Programmfinanzierung

EUR 739,5 million

Referenz zum Amtsblatt

L 334 von 1994-12-22

Rechtsrahmen

94/805/CE von 1994-11-23
Beitrag zur Steigerung der Wettbewerbsfähigkeit der europäischen Agro-Industrie und Primärproduktion durch die Entwicklung neuer, mit nachhaltigem Wachstum kompatibler Technologien und unter Berücksichtigung der Verbraucherbedürfnisse; Verbesserung der Qualität von landwirtschaftlichen, forstwirtschaftlichen und Fischprodukten im allgemeinen und Lebensmitteln im besonderen; Beitrag zur Umsetzung der Gemeinschaftspolitiken für Landwirtschaft, ländliche Entwicklung, Fischerei, Umwelt und Binnenmarkt; Beitrag zu einer besseren Abstimmung von Produktion und Nutzung biologischer Primärmaterialien aufeinander.

Kurzbeschreibung

Dieses spezifische Programm, Bestandteil des ersten Aktionsbereichs des Vierten Rahmenprogramms unter dem Thema "Biowissenschaften und -technologien", baut auf die im Rahmen der ersten Phase des AIR Programms durchgeführte Arbeit auf und führt diese weiter.
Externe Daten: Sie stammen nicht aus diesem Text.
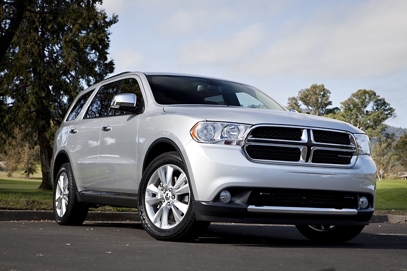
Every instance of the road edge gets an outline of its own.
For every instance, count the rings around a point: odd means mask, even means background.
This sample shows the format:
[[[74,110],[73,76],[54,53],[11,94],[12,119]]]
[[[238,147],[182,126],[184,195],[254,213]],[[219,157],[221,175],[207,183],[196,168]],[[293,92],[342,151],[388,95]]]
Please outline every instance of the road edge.
[[[35,211],[22,210],[0,210],[0,221],[54,220],[53,211]],[[90,212],[87,221],[139,221],[137,212]],[[393,215],[373,215],[371,223],[388,222],[407,224],[407,216]]]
Das Programm erfaßt alle Aspekte von Landwirtschaft und Fischerei, einschließlich Verarbeitungsindustrien, Lebensmitteltechnologien, Forstwirtschaft, Aquakultur und ländliche Entwicklung.

Schwerpunkt der Forschungsanstrengungen wird die Bereitstellung der FTE-Basis für die wirtschaftliche, effiziente und nachhaltige Entwicklung der vier von diesem Programm umfassten Wirtschaftssektoren sein. Diese betreffen den Primärsektor (Landwirtschaft, Gartenbau, Forstwirtschaft und Fischerei), den Vorleistungssektor (z.B. Saatgut, Nachzucht für die Aquakultur, Fischereitechnologie und Vorleistungen für die Fischerei, Maschinen, Chemikalien, Düngemittel, Futter usw.) und den Verarbeitungssektor (z.B. Holz, Papier, Arzneimittel, Lebensmittel, die Stärkeindustrie, Bioenergie, Biokunststoffe usw.) sowie andere Aktivitäten im ländlichen Raum und in Küstenregionen.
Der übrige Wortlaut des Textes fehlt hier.